Quote from: amw on April 01, 2017, 02:23:29 AM

On the same note: "person of colour".


In a beautiful cumulation of annoyances, namely during discussion on Cultural Appropriation re: Dana Schutz' painting at the Whitney (since withdrawn for causing pain), I've had that pop up as "POC", no less, contrasted to "yt people".

QuoteSeriously though, what is the purpose of singling (themselves?) out as a group?

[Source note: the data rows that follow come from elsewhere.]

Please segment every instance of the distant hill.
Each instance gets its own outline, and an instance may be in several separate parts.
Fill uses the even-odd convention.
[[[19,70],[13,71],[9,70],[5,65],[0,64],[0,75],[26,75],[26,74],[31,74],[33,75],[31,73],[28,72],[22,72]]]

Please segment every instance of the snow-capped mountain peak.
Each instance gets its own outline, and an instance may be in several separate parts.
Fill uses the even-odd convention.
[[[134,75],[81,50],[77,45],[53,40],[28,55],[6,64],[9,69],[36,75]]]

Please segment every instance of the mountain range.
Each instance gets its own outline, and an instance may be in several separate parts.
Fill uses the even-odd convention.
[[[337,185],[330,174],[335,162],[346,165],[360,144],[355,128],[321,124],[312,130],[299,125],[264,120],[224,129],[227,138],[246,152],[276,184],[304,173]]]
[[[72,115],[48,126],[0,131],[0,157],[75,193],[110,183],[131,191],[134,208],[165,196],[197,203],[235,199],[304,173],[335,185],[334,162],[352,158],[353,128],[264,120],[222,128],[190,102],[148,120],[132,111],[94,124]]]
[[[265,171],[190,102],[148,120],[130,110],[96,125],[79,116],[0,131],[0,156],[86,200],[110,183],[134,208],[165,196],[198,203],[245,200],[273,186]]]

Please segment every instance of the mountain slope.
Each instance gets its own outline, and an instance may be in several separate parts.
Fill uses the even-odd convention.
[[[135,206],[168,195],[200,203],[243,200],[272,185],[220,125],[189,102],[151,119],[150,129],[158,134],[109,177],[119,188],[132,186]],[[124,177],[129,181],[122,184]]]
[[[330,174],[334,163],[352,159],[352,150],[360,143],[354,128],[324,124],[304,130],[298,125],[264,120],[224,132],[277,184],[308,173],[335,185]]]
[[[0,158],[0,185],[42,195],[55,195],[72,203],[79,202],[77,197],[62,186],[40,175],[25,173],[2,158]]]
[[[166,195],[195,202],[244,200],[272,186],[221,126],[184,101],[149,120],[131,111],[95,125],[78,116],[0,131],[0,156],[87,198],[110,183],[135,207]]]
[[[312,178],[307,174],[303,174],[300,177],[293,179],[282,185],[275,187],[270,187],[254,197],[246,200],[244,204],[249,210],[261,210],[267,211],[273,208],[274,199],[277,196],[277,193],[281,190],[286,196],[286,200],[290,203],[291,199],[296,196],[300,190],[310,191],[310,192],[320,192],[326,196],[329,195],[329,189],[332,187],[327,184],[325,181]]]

Perhaps there's a larger trend behind this: segmentation before unification; one has to feel secure, respected, and comfortable in their smaller tribe-unit before then confidently joining a much greater, more heterogeneous tribe. Sortof like Czechoslovakia breaking up and immediately then trying to join the EU.

NikF

Quote from: North Star on April 01, 2017, 03:20:30 AM
And what if you use your digits to operate the film camera?

Iain is here (we're going to a football/soccer match. :o Moi?) and his answer is -

"Tell him I'll use my analogue digits to punch him in the face"

:laugh:
"You overestimate my power of attraction," he told her. "No, I don't," she replied sharply, "and neither do you".